Available Projects - Githubissues

MLEVN / projects

Open set of ideas for machine learning datasets, tasks, applications for projects, research papers and even companies

https://github.com/MLEVN/projects/issues

2 stars 0 forks source link

Available Projects #1

Open Alfo5123 opened 5 years ago

Alfo5123 commented 5 years ago

I was interested in working on the "Overfitting ability of recurrent networks" project for non-image classification task. However, I noticed on the website that there is someone already working on it. Is it possible to work on it on parallel? Or it would be better to tackle another project (I am also interested in "Dataset distillation for other tasks")? Thanks

Hrant-Khachatrian commented 5 years ago

Dear @Alfo5123,

Thanks for your interest. @tatevmejunts is doing an experiment on overfitting with LSTM networks on a sentence classification task as part of her undergrad thesis. I think it is possible to try more models on more tasks and compare the results.

No one is yet working on dataset distillation.

Alfo5123 commented 5 years ago

Thanks for the reply. I am interested in working on the Dataset Distillation project with @marinagomtsian .

Hrant-Khachatrian commented 5 years ago

Perfect. I'd suggest you to read the paper, come up with a more detailed plan for the project, and I think I'll be able to comment on / discuss it

Alfo5123 commented 5 years ago

@Hrant-Khachatrian , we discussed with @marinagomtsian to start with the following plan: 1) Find an NLP task. 2) Search for baseline pre-trained models from the chosen task. 3) Review the author's implementation of "Dataset Distillation" architecture and adapt it to our case. 4) Run several experiments for different settings and tasks (distilled dataset, domain transfer, and adversarial attacks). 5) If possible, provide a better mathematical proof as a lowerbound.
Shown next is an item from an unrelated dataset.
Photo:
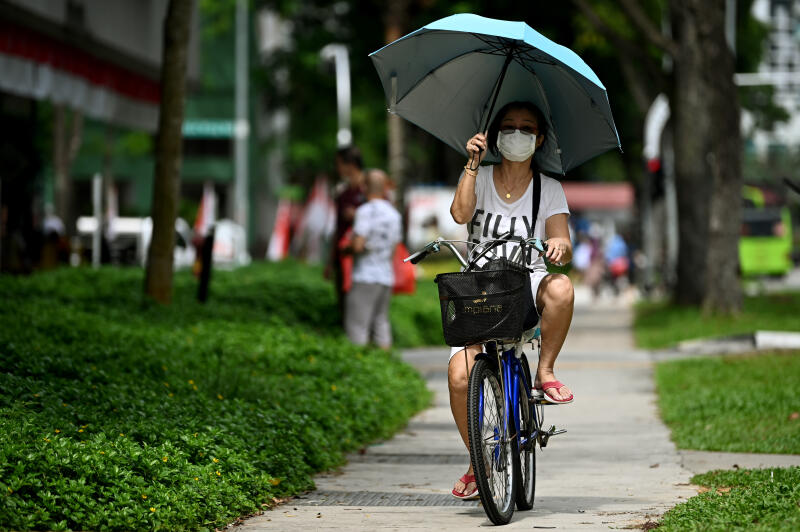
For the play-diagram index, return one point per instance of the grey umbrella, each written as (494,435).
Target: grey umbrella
(450,76)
We found the actual proof the authors propose is quite simplistic and not very applicable to the neural networks type of architectures used.
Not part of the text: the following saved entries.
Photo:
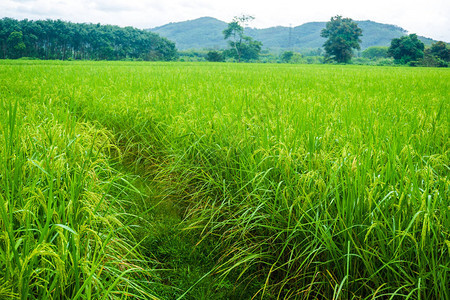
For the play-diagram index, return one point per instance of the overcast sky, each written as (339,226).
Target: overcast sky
(429,18)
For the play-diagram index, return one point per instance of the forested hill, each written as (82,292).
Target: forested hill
(206,32)
(51,39)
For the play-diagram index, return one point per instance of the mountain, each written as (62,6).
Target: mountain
(206,33)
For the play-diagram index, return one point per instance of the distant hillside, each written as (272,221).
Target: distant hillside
(206,32)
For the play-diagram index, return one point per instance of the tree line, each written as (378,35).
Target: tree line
(56,39)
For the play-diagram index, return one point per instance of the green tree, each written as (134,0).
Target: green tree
(440,50)
(406,49)
(375,52)
(342,36)
(16,44)
(242,47)
(214,56)
(287,56)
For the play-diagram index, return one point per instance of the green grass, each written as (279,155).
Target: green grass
(302,182)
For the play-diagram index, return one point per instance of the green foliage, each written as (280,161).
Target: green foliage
(440,50)
(406,49)
(307,184)
(16,45)
(214,56)
(63,40)
(206,33)
(287,56)
(343,36)
(375,52)
(241,47)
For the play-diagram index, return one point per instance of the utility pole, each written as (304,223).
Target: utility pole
(290,37)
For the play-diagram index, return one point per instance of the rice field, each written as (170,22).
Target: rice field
(309,181)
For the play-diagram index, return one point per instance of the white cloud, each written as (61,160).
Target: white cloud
(429,18)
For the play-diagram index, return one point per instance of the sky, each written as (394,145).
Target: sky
(428,18)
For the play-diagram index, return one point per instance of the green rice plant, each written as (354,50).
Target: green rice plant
(314,181)
(63,234)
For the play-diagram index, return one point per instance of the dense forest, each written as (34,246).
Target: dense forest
(56,39)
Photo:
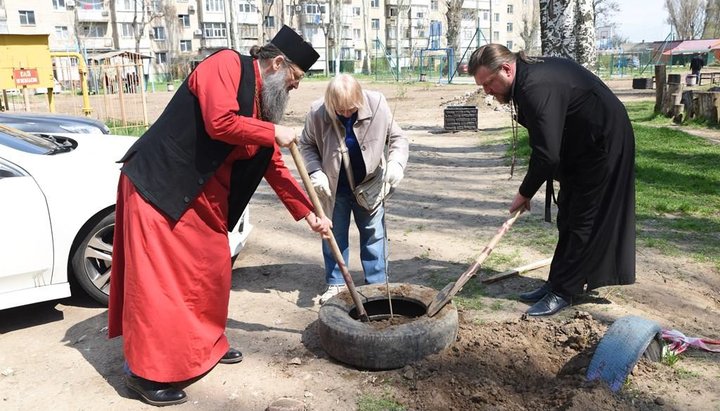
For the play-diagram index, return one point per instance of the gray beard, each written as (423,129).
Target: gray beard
(275,96)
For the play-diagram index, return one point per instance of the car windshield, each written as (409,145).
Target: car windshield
(28,143)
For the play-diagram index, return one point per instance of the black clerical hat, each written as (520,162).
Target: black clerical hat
(295,48)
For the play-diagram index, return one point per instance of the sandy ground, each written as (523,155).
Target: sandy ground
(56,355)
We created this repository to upload our progress: https://github.com/Alfo5123/Text-Distill

Alfo5123 commented 5 years ago

@Hrant-Khachatrian

I am sorry for the late reply. Although we have not been working during the last months. I would like to stress my interest in continuing and finishing this project. Currently Marina was accepted in a master program and she won't be able to continue working on this, however I have a bad job which gives me enough time to work on the project. We already included in our repository the code for the pre-trained CNN Sentence Classification model, which we will use to distill the dataset.

Thanks for your time and consideration, Sincerely yours, Alfredo

Hrant-Khachatrian commented 5 years ago

Sounds good!